Not only did defendant's manner of administering the fund make it reasonable for plaintiff to believe Johannes had authority, but the fact that plaintiff made the $1,053.63 payment to Ball shows that he did, in fact, believe Johannes had the requisite authority.

As to the issue denominated (3) above on page 4, the plaintiff did rely on the promise to his detriment. The payment plaintiff made to Ball and the deductions from his paycheck that plaintiff allowed Ball to make show that plaintiff was acting with the expectation that he would be eligible for a pension. Further, nothing in the depositions, affidavits, or exhibits contained in the file of this case contradict plaintiff's sworn assertion that he acted in good faith.

Additionally, the Court is satisfied that plaintiff has met his burden of showing that his reliance on Johannes' promise was reasonable.

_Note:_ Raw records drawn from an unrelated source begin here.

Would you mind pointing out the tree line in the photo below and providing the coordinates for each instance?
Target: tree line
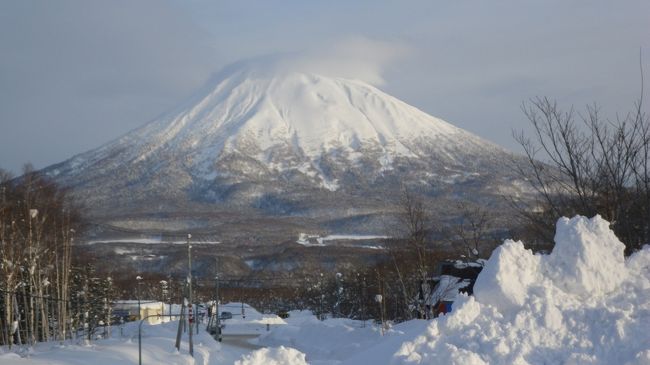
(45, 293)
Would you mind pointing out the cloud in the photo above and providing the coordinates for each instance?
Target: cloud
(354, 57)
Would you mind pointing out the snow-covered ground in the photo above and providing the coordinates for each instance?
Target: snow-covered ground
(582, 304)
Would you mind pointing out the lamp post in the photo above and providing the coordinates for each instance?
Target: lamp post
(189, 283)
(139, 280)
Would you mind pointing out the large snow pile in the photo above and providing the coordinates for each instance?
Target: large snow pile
(582, 304)
(273, 356)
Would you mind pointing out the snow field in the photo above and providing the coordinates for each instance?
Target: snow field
(582, 304)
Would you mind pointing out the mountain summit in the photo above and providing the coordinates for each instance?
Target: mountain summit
(281, 143)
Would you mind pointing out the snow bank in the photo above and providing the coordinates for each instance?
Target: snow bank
(582, 304)
(331, 339)
(273, 356)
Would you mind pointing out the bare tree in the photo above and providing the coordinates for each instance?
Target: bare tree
(580, 163)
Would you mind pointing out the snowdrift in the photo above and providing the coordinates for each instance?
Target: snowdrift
(581, 304)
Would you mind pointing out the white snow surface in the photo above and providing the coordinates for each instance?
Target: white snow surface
(285, 121)
(273, 356)
(582, 304)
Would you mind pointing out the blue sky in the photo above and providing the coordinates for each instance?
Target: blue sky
(77, 74)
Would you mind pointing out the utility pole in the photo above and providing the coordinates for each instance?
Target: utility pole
(189, 283)
(216, 294)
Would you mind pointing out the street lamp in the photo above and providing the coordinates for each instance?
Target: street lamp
(139, 280)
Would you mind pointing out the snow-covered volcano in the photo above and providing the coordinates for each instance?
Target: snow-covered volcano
(274, 141)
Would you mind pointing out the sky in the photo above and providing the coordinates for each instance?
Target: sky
(77, 74)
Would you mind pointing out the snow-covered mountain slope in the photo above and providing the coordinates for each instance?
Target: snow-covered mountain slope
(275, 141)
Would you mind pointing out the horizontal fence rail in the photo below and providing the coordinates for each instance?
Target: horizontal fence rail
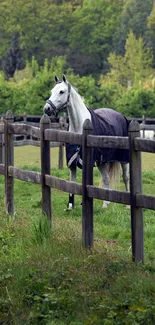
(46, 135)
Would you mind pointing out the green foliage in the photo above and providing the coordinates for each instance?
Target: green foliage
(48, 278)
(41, 230)
(135, 64)
(137, 102)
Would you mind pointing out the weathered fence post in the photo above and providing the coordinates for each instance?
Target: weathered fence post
(136, 187)
(143, 122)
(87, 179)
(45, 167)
(9, 161)
(1, 145)
(61, 147)
(25, 121)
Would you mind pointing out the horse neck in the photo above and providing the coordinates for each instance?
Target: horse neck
(77, 112)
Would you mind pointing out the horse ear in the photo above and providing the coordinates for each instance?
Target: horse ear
(56, 79)
(64, 78)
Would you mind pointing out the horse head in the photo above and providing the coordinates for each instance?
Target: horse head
(59, 98)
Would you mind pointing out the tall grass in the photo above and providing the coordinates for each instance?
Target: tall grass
(47, 277)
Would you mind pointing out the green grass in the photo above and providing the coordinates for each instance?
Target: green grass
(49, 278)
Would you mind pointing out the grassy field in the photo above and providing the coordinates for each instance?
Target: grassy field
(49, 278)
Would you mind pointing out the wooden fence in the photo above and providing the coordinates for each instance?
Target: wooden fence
(134, 198)
(24, 140)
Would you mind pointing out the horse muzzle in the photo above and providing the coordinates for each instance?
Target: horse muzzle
(47, 110)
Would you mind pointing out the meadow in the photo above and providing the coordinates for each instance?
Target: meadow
(49, 278)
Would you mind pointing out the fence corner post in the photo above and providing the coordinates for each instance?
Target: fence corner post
(62, 121)
(9, 161)
(45, 167)
(136, 188)
(87, 179)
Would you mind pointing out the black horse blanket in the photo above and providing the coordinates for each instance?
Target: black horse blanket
(105, 122)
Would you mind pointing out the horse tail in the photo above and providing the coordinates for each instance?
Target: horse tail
(114, 172)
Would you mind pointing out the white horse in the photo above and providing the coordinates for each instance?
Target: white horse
(65, 96)
(148, 134)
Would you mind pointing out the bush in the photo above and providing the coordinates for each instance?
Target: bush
(137, 102)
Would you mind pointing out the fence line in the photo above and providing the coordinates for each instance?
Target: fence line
(30, 134)
(134, 198)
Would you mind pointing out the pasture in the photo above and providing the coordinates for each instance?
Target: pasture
(48, 278)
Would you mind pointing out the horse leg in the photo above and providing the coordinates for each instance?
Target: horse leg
(125, 175)
(70, 204)
(104, 170)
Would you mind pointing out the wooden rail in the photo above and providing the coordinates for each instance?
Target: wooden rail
(134, 198)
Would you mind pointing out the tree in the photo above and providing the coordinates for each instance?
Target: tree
(91, 34)
(135, 65)
(134, 17)
(13, 60)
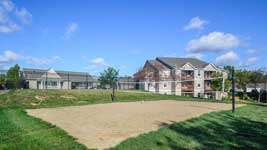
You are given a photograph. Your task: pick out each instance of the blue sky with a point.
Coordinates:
(82, 35)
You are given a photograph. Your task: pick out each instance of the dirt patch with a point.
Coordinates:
(68, 97)
(106, 125)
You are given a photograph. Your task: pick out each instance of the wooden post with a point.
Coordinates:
(233, 89)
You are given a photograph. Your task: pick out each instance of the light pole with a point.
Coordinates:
(233, 89)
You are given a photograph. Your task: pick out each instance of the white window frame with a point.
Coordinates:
(165, 83)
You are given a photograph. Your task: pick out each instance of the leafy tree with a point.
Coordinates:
(13, 77)
(216, 84)
(242, 79)
(108, 77)
(257, 77)
(2, 81)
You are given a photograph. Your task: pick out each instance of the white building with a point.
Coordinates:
(51, 79)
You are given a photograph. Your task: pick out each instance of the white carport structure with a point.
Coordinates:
(50, 80)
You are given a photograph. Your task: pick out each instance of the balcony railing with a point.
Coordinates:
(187, 77)
(187, 88)
(207, 88)
(208, 75)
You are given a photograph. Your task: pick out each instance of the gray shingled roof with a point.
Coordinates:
(173, 62)
(36, 74)
(157, 64)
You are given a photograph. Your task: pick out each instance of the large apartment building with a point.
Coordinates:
(179, 76)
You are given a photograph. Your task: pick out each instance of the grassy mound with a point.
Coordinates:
(54, 98)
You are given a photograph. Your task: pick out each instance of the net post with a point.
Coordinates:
(233, 89)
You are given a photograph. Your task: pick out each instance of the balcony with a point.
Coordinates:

Defendant's final argument is that the fund cannot be liable because the authority of an agent cannot exceed the authority of his principal, and in this case the trustees of the fund lacked authority to declare plaintiff eligible for pension benefits because of the pension plan's break in service and independent contractor provisions. This argument assumes that the trustees could not have approved plaintiff's application for pension benefits. On the present state of the record, it cannot be said that plaintiff would not be eligible for a pension under the plan.[3] Since it does not clearly appear that Johannes was acting beyond the authority of the trustees, the agency rule asserted by defendant is inapplicable.

III.

The prior decision expressly reserved the question of what remedy plaintiff would be entitled to in the event his estoppel claim should be proven. 358 F. Supp. at 1340. Since plaintiff has adequately established the estoppel claim, the issue of what remedy plaintiff is entitled to must be resolved. As discussed above, plaintiff was entitled to have his application for pension benefits, made in *197 July 1968, approved by the trustees of the fund. Neither party, however, has argued what is the exact amount plaintiff is entitled to, nor whether prejudgment interest or attorney's fees should be awarded.

It is therefore ordered that within twenty days of the filing date of this order, plaintiff submit a proposed judgment form in accordance with this decision and order along with a supporting brief indicating the calculations and authorities he wishes to rely on. Defendant shall have twenty days thereafter in which to respond, and the matter will thereafter be decided by the Court unless counsel request oral argument.

NOTES

[1] Jurisdiction is premised on 28 U.S.C. § 1332 and has not been contested.

[2] Additional leases were executed over the years.

[3] In the prior decision in this case, it was ruled that plaintiff was not self-employed under the applicable provisions of the pension plan. In footnote 1, 358 F. Supp. at 1334, it was noted that there may be other reasons why plaintiff was not entitled to pension benefits. Defendant has not argued that any other reasons are applicable.